All around us we find opportunities to be distracted. Whenever we access the coven of tranquility these distractions could become nuggets.

What do you write about?

How about, 'Time and again I tried to immerse my soul in the velvet caress of silence, but the madness of commotion held my thoughts aloof . . . feet dangling like a man in a noose. Impossible to communicate with my inner self I gave up and yielded in total helplessness to noise. Disconcerted, I became a subdued prisoner or captive of the writer's foremost enemy . . .

The point is anything you jot down in an attempt to perfect your writing style, to keep your muse fired, stretches the capacity of your imaginative genius.

Pick up your pen and write away, or flip open your laptop and stab at the keyboards like you are falling behind schedule 'cause you are if you haven't been at this.

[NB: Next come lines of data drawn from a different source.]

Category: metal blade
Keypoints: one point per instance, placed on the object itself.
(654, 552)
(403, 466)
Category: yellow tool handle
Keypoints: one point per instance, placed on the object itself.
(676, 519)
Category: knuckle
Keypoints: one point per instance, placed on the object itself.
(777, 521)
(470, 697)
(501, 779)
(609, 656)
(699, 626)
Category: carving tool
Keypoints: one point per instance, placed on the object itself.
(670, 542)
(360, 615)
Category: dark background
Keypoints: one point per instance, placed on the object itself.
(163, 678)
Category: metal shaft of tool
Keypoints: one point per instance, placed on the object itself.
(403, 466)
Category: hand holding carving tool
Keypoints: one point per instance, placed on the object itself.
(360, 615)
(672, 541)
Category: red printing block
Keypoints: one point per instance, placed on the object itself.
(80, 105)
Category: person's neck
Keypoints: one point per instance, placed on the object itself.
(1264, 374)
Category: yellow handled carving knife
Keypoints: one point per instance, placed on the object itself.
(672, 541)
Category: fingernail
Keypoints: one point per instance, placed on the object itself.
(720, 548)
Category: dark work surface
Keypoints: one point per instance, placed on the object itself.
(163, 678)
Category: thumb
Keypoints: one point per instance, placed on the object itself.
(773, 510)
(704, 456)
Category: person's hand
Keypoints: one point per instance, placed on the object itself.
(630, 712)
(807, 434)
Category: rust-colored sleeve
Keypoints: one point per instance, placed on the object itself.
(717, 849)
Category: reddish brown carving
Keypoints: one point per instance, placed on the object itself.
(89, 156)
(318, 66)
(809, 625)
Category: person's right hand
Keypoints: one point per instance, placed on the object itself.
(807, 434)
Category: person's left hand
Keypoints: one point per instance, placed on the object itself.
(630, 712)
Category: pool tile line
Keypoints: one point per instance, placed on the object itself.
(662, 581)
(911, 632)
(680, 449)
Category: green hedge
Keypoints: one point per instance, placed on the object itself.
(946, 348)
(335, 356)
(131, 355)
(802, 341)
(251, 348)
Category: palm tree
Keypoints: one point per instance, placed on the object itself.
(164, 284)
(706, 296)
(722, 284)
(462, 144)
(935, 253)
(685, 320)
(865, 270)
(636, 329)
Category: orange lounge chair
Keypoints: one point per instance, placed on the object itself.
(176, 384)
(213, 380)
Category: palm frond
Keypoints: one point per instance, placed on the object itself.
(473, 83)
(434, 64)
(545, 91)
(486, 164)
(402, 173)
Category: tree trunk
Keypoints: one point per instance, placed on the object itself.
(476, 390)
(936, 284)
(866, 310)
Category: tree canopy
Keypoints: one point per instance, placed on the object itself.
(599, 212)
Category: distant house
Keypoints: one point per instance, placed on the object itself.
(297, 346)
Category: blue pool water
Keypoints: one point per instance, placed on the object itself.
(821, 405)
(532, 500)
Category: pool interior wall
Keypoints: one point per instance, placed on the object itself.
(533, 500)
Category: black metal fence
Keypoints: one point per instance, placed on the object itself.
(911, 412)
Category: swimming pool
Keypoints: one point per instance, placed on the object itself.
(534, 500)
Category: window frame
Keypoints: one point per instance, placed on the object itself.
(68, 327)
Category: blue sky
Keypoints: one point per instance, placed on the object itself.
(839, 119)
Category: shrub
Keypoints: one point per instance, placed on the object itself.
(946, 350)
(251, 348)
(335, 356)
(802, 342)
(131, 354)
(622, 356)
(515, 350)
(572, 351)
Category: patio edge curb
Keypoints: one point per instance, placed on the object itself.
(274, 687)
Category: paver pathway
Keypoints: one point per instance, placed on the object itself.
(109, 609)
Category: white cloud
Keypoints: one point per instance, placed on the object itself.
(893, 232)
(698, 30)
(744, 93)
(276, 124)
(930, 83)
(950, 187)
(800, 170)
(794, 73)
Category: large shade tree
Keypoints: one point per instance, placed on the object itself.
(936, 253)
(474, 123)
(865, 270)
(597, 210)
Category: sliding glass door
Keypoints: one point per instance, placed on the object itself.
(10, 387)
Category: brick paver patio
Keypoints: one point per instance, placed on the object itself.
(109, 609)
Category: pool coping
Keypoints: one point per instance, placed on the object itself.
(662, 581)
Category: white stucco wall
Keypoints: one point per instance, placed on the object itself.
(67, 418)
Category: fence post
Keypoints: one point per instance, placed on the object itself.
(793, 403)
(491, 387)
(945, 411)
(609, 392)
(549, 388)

Bestselling novelist and screen writer, Steven Barnes said:

'Any skill you wish to master must be addressed everyday'


As naturally as you consider eating and taking water. Chew on that for a while . . .

Did you know that the reason you remember to nourish your body by feeding it is because you have made a habit of it? It wouldn't be that easy if you had to remind yourself to eat before you could fill your tummy. But you have by persistent practice subjected your body to respond to nutrition by stimuli.

You can train your senses too to surrender to your muse. You can conquer those inner struggles that try to curb your enthusiasm.

The world is waiting for the birthing of a genius. Do not restrict your liberty to express your innermost being, that solitary opportunity to be one with the inner mystery by reducing your destiny to a game of chance.

Write Everyday!

And you must. It's your only ticket to perfection!